What then, the universe asks? Do you keep a faith in God, or curse the hopelessness around you? Do you try to maintain the fire of a good soul and pass moral values to your son, or do you let your morals and humanity eventually slip away? If your morals slip away in the middle of nowhere, does anyone notice?
Those are the questions that lie at the root of director John Hillcoat's profoundly moving adaptation of Cormac McCarthy's Pulitzer Prize-winning book The Road. Starring Viggo Mortensen in an alternately feral and saintly performance of shattering emotional depth - his are the most haunted eyes I've ever seen sustained in a film performance - it is a film that doesn't shy from some of the most disturbing questions of human existence, yet also guides viewers gently through to a sense of grace and hope that will move, for even days afterward, those brave enough to take the journey.
The film takes place against some of the most shockingly bleak landscapes (actually Pennsylvania, Louisiana, Oregon, and Mt. St. Helens in Washington) one could ever imagine in America, with millions of rotting trees that have collapsed and cities that have been laid to utter waste. The film never explains whether the destruction was wrought by man-made actions such as nuclear warfare (which appears to be the case, due to the fact that Mortensen's voiceover says that "all the clocks stopped at 1:17 a.m." and in a flashback to that moment, he sees walls of flame reflecting off the glass of his home) or an environmental catastrophe (a theory bolstered by the fact that at least one more major tree-felling earthquake takes place in the course of the film). No blame is placed on mankind in either case for the moment of destruction; it is left a disturbing mystery, nagging at the back of viewers' minds but in a way that expands the sense of dislocation and uncertainty.
Following the course taken by many other films about desperate journeys, the Man and Boy are heading in the vaguely defined direction of the ocean.
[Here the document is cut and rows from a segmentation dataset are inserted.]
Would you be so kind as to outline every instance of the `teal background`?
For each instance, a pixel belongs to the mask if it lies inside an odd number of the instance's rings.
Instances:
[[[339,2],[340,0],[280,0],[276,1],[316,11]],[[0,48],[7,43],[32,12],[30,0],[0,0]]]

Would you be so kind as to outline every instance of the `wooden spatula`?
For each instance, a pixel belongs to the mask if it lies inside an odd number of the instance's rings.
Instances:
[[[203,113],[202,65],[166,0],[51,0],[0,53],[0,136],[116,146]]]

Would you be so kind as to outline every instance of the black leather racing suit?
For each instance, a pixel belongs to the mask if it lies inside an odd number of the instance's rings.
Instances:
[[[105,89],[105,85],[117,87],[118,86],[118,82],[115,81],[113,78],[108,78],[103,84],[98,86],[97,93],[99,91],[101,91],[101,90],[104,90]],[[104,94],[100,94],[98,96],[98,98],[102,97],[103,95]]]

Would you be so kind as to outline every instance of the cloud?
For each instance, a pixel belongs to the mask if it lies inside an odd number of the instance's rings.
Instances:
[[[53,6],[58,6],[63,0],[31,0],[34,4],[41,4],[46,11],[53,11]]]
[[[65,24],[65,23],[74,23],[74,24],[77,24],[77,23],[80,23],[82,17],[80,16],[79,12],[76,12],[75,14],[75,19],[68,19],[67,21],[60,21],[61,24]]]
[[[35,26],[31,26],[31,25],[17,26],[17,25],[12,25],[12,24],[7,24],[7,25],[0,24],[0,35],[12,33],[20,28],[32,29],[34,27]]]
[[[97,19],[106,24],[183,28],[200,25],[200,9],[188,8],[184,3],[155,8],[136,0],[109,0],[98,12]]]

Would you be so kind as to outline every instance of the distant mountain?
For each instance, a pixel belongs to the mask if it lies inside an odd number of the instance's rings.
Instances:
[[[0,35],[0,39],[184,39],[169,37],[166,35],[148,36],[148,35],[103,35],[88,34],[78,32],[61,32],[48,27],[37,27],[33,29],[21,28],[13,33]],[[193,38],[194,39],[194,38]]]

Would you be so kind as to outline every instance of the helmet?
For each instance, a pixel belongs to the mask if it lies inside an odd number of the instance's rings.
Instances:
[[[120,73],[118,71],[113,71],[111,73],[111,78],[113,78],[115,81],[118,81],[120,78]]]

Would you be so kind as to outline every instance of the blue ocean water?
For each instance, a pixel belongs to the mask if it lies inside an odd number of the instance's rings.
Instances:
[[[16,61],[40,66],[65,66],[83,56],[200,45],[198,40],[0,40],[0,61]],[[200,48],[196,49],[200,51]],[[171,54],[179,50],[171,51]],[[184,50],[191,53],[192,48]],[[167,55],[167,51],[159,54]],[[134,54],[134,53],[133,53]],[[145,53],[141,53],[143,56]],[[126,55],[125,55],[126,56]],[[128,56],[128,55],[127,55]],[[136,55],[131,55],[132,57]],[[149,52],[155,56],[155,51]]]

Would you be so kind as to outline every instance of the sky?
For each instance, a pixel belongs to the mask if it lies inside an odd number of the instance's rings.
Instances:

The hope is that there, where the land ends, so does the destruction - that beauty will take over, and the opportunity to float away to a better life in an unravaged corner of the world. Yet this vague sense of hope is also often overwhelmed by the sense of constant fear and isolation they have to contend with along the way, never quite knowing who to trust.
At one moment, they may be running for their lives from a roving band of cannibals that still look like normal, civilized humans. At another, they're dodging a nasty rainstorm through a shivering night. Yet moments of grace and joy come as well, as when they discover an underground nuclear shelter packed with edible food and warm beds and are able to have a semblance of their former lives for a few days - and yet even then they know it can never last for long.
There are brief, powerful cameos throughout the film, highlighted by Robert Duvall as a man whose eyes are blinded by cataracts and soul is shattered by the loss of his own son, and Charlize Theron as the wife who gradually loses all hope amid a series of flashbacks. They are among the better people that Man and Boy encounter, but the lesser-known Michael K. Williams also has a pivotal role as The Thief, a man who robs Man and Boy and then forms the ultimate ethical challenge for Man in whether to extract revenge or forgive him for his desperate act.
In the end, The Road is a modern-day parable about the need to maintain morals even when all sense of morality seems lost. It is about maintaining a fire of righteousness even when surrounded by those who have gone wrong. And it is a film that once seen, will be hard to ever forget.